Dari uraian diatas maka sangat jelas urgensi dari KLB tersebut yaitu untuk memilih Ketua Umum yang legitimate dan mengukuhkan Ketua Pengwil/Pengda serta memberikan pembebasan pertanggung jawaban kepada rekan Julius Purnawan atas pelaksanaan PP IPPAT selama ini.
Bagimana kedudukan hukumnya dalam AD/ART usulan agar pengwil-pengwil yang konferwilnya diadakan mengikuti Kongres VII IPPAT 2018 yang sudah dinyatakan BATAL DEMI HUKUM mengadakan KLB?
Menurut ketentuan Pasal 15 ayat (2) huruf b AD IPPAT yaitu Kongres Luar Biasa dapat diselenggarakan apabila ada permintaan lebih dari ½ (satu per dua) bagian dari jumlah seluruh Pengurus Wilayah berdasarkan keputusan Konferensi Wilayah Luar Biasa dan telah mendapat persetujuan secara tertulis dari dan berdasarkan keputusan Rapat Majelis Kehormatan, maka Pengurus Pusat atau Pengurus Wilayah berhak dan berwenang menyelenggarakan Kongres Luar Biasa dengan mengindahkan ketentuan Anggaran Dasar ini atas biaya Perkumpulan.

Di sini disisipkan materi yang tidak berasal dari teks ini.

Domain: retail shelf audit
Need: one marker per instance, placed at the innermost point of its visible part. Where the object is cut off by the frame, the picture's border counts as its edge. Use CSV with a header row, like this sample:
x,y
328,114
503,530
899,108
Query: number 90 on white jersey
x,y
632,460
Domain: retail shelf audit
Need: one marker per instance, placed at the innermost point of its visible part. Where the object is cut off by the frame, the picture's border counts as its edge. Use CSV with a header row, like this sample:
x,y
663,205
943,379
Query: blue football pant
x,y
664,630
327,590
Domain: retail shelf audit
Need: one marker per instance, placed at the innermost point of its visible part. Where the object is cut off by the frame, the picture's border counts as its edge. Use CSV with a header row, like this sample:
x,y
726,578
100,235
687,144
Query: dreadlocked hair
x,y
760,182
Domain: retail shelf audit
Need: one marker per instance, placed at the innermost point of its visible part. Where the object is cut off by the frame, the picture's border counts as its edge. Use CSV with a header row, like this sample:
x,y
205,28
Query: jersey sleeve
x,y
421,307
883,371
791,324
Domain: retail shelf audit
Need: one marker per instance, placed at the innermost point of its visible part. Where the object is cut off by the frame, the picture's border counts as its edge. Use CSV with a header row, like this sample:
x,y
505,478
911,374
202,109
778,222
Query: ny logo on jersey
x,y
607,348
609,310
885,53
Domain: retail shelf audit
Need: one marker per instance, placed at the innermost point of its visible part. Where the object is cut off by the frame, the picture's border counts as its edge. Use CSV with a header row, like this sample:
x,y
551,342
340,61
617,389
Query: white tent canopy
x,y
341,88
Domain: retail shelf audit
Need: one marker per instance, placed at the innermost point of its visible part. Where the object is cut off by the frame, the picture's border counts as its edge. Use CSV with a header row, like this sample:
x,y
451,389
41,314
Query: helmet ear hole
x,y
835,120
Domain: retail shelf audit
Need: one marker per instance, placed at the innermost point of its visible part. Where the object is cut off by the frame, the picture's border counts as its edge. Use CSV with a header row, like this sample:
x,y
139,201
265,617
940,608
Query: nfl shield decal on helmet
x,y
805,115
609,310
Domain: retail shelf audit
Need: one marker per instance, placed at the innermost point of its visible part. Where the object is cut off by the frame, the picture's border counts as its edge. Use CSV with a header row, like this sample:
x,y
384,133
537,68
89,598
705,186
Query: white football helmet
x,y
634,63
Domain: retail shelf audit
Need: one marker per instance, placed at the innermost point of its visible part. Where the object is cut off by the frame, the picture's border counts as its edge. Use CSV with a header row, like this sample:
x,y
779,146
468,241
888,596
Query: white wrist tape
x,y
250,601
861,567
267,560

KLB yang diadakan oleh Pengwil-Pengwil hasil Konferwil yang diadakan mengikuti Kongres VII IPPAT 2018 adalah bertentangan dengan AD/ART dan Putusan Pengadilan No : 694/Pdt.G/2018/PN Jkt Brt Jo 422/PDT/2020/PT.DKI. oleh karenanya jika Pengwil-Pengwil diatas mengadakan KLB berdasarkan Pasal 15 Ayat (2) hurup b AD IPPAT adalah perbuatan melawan hukum dan dapat dituntut baik secara pidana maupun secara pidana.
Dengan demikian KLB yang diadakan oleh Pengwil-Pengwil hasil Konferwil yang diadakan mengikuti Kongres VII IPPAT 2018 tidak mempunyai legal standing dan alasan hukum oleh karenanya KLB yang diadakannya adalah melawan hukum baik perdata maupun pidana.
Jadi, perdamaian yang diadakan tanggal 21/12/2020 antara penggugat dan tergugat serta disetujui oleh Caketum Kongres VII IPPAT yang digagas oleh Kementerian ATR/BPN RI adalah kesepakatan perdamaian yang sah secara hukum dan tidak bertentangan dengan AD/ART IPPAT serta memberikan keadilan dan manfaat yang sangat besar bagi anggota IPPAT, oleh karenanya semua anggota IPPAT harus mendukungnya demi kejayaan IPPAT dimasa yang akan datang.
Demikian cuplikan wawancara MGD dan GrosseTV dengan pemerihati organisasi INI dan IPPAT yang juga merupakan Notaris/PPAT. Semoga bermanfaat...
Salam kompak dan sukses selalu dari MGD dan GrosseTV.